The main landing gear wheels sit uncovered after folding into their housing, as seen on the underside of the Boeing 737 shortly after takeoff or in flight. On most other planes, it’s hidden behind closed doors. Since the introduction of the first 737, this has been the case. The most obvious reason, you guessed it, is the limited space underneath the fuselage.
The 737’s primary landing gear wheels are elevated into a cavity within the main fuselage after takeoff. However, rather than being covered (like they are on most planes), they are left uncovered and visible. They aren’t protected by any doors; however, the nose landing gear is. The main landing gear struts are covered by partial doors, but the wheels are not. The 737 has a cavity called the “hole” in which the gears fit in. Smaller planes such as the Embraer jet family and the ATR turboprop share the same characteristics to the 737. These are all short-range, domestic/regional aircraft with short landing gear and little space between the fuselage and the ground.
This aircraft was made to fly low to the ground. The decision was made to make the 737 more adaptable to smaller, regional, and remote airports. Air bridges and baggage loading systems were unlikely to be available at such airports. Lowering the plane to the ground would make it easier to load passengers and cargo, as well as service and fuel the plane with little resources. The trade-offs of a lower fuselage were worth it because this was an important market that Boeing sought to capture with the 737. However, landing gear doors were not possible because the fuselage was maintained low to the ground. When used, these require extra clearance and may come into contact with the ground. Of course, they might be configured to close after the wheels have been stretched before landing. But what if this doesn’t work and the doors stay open, or they have to deploy on the ground? They were not included because they would pose an unnecessary safety risk.
However, with the wheels exposed, several more adjustments were required. The external-facing side of the wheels has smooth hub cabs, which helps with aircraft aerodynamics. A rubber seal also surrounds the fuselage aperture. This protects the landing gear enclosure from foreign objects or water.

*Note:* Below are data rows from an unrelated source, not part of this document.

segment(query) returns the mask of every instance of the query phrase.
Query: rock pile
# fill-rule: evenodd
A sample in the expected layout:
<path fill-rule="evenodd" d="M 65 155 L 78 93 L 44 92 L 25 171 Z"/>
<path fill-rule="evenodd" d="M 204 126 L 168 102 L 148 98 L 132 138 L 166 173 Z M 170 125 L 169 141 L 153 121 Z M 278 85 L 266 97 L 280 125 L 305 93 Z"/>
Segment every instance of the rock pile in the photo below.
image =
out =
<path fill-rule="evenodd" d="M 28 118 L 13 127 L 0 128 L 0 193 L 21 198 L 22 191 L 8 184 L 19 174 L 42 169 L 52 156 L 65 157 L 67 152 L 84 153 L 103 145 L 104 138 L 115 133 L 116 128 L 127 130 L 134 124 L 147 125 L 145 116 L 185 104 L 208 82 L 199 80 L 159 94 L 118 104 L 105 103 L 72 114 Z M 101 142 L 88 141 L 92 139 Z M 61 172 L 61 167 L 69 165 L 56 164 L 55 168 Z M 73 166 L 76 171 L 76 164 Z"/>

The landing gear was not the only part of the 737 that had to be changed to accommodate the lower fuselage. The engine housings on many of the 737’s engines are flat rather than circular, as they are on most other planes. This, too, may be traced back to the aircraft’s initial design. It was planned to be low to the ground, but its motors were hidden beneath the wing. This was in contrast to many of the competing aircraft at the period, which had engines positioned on the tail. Boeing considered it for the 737 but decided against it in favor of wing mounting. It allowed the fuselage to be wider and the engines to be more accessible for maintenance. However, larger engines were immediately developed to handle larger turbines and fans. Because these would not fit in the 737’s limited underwing room, the bottom of the engine housing was flattened. The design was quickly dubbed the ‘hamster pouch’ design.
Finally, the lack of landing gear wheel covers on the Boeing 737 is mostly due to its initial design. Because of the constraints and limits of tiny domestic airports in the 1960s, it was designed to be a short-haul, regional airliner with low ground separation, allowing ground employees operating in those airports to readily service and prepare the aircraft.